If you had shorted Apple and went long RIM in September –a “pair trade”, you are without doubt pleased with the result. But should you continue to ride that trade? And if you didn’t, is it too late to get in on the action?
The stories of RIM and Apple in late 2012, explains Cormark analyst Richard Tse, who upgraded RIM to a BUY in late September, but has since downgraded it to market perform, is all about the power of the product cycle. Do you think BlackBerry 10 will be a hit? Then there is compelling evidence that RIM is not inherently risky at these prices.

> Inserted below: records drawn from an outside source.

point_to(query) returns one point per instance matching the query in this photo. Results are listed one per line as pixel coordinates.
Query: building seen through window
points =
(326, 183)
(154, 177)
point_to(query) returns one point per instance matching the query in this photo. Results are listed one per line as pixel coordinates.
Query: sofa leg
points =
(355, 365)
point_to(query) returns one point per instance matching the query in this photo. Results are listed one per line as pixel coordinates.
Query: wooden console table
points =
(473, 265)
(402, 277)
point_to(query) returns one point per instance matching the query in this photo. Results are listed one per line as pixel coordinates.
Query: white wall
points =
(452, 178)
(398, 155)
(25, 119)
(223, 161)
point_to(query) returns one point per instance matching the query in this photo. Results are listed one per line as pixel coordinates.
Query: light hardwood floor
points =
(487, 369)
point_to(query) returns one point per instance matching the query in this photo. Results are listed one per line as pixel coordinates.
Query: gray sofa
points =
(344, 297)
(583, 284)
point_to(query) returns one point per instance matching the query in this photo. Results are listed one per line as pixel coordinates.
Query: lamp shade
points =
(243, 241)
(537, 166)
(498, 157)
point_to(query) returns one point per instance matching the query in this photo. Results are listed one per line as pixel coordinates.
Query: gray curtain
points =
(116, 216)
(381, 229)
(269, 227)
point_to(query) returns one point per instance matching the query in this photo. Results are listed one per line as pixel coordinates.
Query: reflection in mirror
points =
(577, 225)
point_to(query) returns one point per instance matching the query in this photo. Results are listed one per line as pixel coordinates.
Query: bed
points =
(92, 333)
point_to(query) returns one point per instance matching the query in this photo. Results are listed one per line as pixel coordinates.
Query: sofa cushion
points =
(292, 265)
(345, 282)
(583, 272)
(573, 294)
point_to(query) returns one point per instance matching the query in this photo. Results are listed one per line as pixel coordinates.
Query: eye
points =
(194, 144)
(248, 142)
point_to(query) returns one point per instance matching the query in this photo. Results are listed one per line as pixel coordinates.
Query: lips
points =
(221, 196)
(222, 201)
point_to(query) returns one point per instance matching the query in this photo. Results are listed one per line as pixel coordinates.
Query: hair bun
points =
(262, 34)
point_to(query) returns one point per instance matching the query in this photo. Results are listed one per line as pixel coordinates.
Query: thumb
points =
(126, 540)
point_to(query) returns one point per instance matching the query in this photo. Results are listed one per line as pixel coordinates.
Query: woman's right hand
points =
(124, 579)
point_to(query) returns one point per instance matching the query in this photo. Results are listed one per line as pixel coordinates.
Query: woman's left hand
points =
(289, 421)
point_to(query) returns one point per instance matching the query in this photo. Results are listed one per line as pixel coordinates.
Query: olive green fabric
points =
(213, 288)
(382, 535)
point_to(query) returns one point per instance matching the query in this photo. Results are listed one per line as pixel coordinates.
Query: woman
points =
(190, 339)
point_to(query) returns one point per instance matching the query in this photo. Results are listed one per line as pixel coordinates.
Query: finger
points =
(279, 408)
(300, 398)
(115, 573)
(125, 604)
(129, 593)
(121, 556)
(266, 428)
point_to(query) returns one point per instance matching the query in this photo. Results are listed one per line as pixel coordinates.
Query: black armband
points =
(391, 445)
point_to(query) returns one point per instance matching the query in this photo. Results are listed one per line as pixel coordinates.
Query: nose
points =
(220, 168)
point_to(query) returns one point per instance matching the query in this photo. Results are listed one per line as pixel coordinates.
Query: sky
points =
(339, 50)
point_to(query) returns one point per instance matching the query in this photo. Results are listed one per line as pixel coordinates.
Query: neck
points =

But what about if you think RIM is headed for a giant flop? Wait a second, says the Cormark analyst. Tse warns the power of the product cycle may supersede even that result, at least in the short term. Tse says product cycles can drive equities even when the immediate financials are absent, provided there is strength in the products. He points to Palm; while its mobile operating systems WebOS ultimately failed, the product cycle lifted the stock from about $4 to more than $18.
Selling smartphones has become an almost comically competitive business, but RIM will benefit from the product cycle in that it will not go head to head with a brand new Apple phone in the new year. There’s also evidence that carriers will back the RIM devices because their relationship with Apple has grown increasingly contentious. The highway isn’t clear, but it is as uncluttered as could be expected.
So when will the power of the product cycle return to Apple’s favour? Most evidence points to the second half of 2013. Analysts expect Apple’s year will look like this: it will release a new radio service to compete with Pandora in March, and perhaps update Apple TV. Nothing major there. In June, the company is expected to preview a new operating system; getting warmer. Then, by Christmas of next year, the big one. That’s when many expect Apple will release the much anticipated Apple Television, the culmination of Steve Jobs swan song effort to simplify the most common piece of technology in your home.
Bottom line: the power of the product cycle should put the wind at RIM’s back for at least another quarter. After that, the company’s fortunes will depend upon whether or not BlackBerry 10 resonates with consumers. If BB10 is a hit, it’s likely a pair trade of these two names will no longer be a valid strategy, because we will find out at approximately the same time the power of the product cycle turns back to Apple’s favour.